Why doesn't Eigen support OpenMP when it comes to coefficient-wise operations? Is it some sort of a blunder by the developer or are there some specific reasons to avoid multiprocessing for specific operations?
Using multiple threads by default would not be a good idea as users can already use multiple threads in their applications and having nested parallel loops is clearly not efficient. Moreover, sharing the work for each operation can introduce a significant overhead that is not great for basic operations small/medium-sized arrays. Eigen is meant to be fast for both small and big arrays. Using OpenMP on top of Eigen is better in practice. This is especially true one Numa systems due to the first touch policy: hiding the multithreading can introduce surprising overheads due to the remote accesses or page migrations.
For complex operations like LU decomposition, this is not reasonable to ask to the user to parallelise the operation as it would need to rewrite most of the algorithm. This is why Eigen try to parallelize such algorithms.
Can I manually include OpenMP support for such operations? The code for Eigen seems complicated so it is hard to find the exact implementation of a particular function, even through the use of Visual Studio instruments.

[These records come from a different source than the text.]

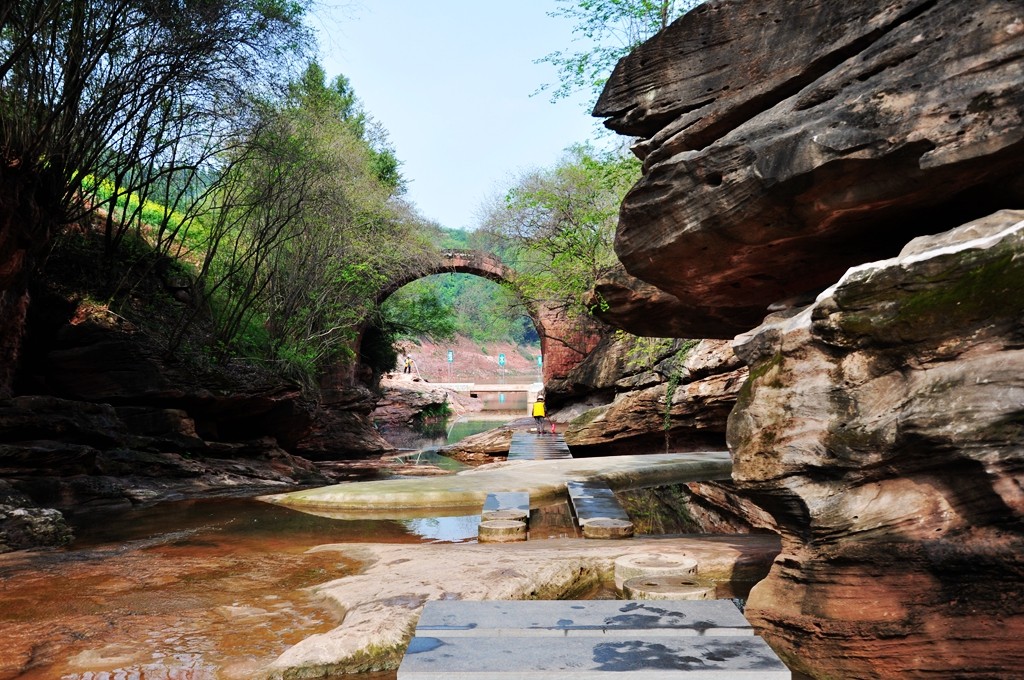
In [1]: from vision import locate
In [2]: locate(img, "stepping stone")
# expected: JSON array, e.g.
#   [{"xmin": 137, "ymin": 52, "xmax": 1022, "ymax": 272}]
[
  {"xmin": 583, "ymin": 517, "xmax": 633, "ymax": 539},
  {"xmin": 565, "ymin": 481, "xmax": 630, "ymax": 527},
  {"xmin": 476, "ymin": 519, "xmax": 526, "ymax": 543},
  {"xmin": 483, "ymin": 492, "xmax": 529, "ymax": 512},
  {"xmin": 416, "ymin": 600, "xmax": 754, "ymax": 638},
  {"xmin": 398, "ymin": 634, "xmax": 792, "ymax": 680},
  {"xmin": 623, "ymin": 577, "xmax": 715, "ymax": 600},
  {"xmin": 480, "ymin": 508, "xmax": 529, "ymax": 525},
  {"xmin": 615, "ymin": 553, "xmax": 697, "ymax": 591}
]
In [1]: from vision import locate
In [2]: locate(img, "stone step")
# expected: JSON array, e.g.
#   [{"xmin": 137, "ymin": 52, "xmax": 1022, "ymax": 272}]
[
  {"xmin": 483, "ymin": 492, "xmax": 529, "ymax": 512},
  {"xmin": 397, "ymin": 633, "xmax": 793, "ymax": 680},
  {"xmin": 565, "ymin": 481, "xmax": 630, "ymax": 526},
  {"xmin": 416, "ymin": 600, "xmax": 754, "ymax": 638}
]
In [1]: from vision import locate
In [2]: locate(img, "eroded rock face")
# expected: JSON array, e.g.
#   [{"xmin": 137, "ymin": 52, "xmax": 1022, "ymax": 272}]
[
  {"xmin": 594, "ymin": 0, "xmax": 1024, "ymax": 337},
  {"xmin": 728, "ymin": 211, "xmax": 1024, "ymax": 679}
]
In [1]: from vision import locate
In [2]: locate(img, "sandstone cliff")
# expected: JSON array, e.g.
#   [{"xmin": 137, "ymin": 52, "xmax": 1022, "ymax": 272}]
[
  {"xmin": 596, "ymin": 0, "xmax": 1024, "ymax": 680},
  {"xmin": 729, "ymin": 212, "xmax": 1024, "ymax": 678},
  {"xmin": 594, "ymin": 0, "xmax": 1024, "ymax": 338}
]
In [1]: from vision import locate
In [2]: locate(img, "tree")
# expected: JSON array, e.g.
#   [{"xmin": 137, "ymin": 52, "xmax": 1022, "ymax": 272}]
[
  {"xmin": 179, "ymin": 62, "xmax": 432, "ymax": 380},
  {"xmin": 0, "ymin": 0, "xmax": 308, "ymax": 394},
  {"xmin": 537, "ymin": 0, "xmax": 701, "ymax": 100},
  {"xmin": 484, "ymin": 146, "xmax": 640, "ymax": 318}
]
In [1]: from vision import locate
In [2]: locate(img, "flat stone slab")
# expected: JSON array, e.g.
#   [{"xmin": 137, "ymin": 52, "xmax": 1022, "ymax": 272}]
[
  {"xmin": 565, "ymin": 481, "xmax": 630, "ymax": 526},
  {"xmin": 259, "ymin": 534, "xmax": 780, "ymax": 677},
  {"xmin": 476, "ymin": 519, "xmax": 526, "ymax": 543},
  {"xmin": 398, "ymin": 634, "xmax": 793, "ymax": 680},
  {"xmin": 483, "ymin": 492, "xmax": 529, "ymax": 512},
  {"xmin": 416, "ymin": 600, "xmax": 754, "ymax": 638},
  {"xmin": 508, "ymin": 432, "xmax": 572, "ymax": 461},
  {"xmin": 261, "ymin": 451, "xmax": 732, "ymax": 517}
]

Element-wise operation are trivial to implement in parallel in OpenMP. You can simply use a #pragma omp parallel for
directive (possibly combined with a collapse
clause) on a loops iterating for 0 to array.rows()
(or array.cols()
) itself using basic Eigen array indexing operators.
Note that while using multiple threads for basic operations seems interesting at first glance, in practice, it is often disappointing in term of speed up on most machines. Indeed, reading/writing data in the RAM is very expensive compare to applying arithmetic operations (eg. add/sub/mul) on each items as long as the operation is already vectorized using SIMD instruction. For example, on my machine 1 core can reach a throughput of 20-25 GiB/s while the maximum throughput is 40 GiB/s with 6 cores (ie. speed-up less than 2x with 6x threads).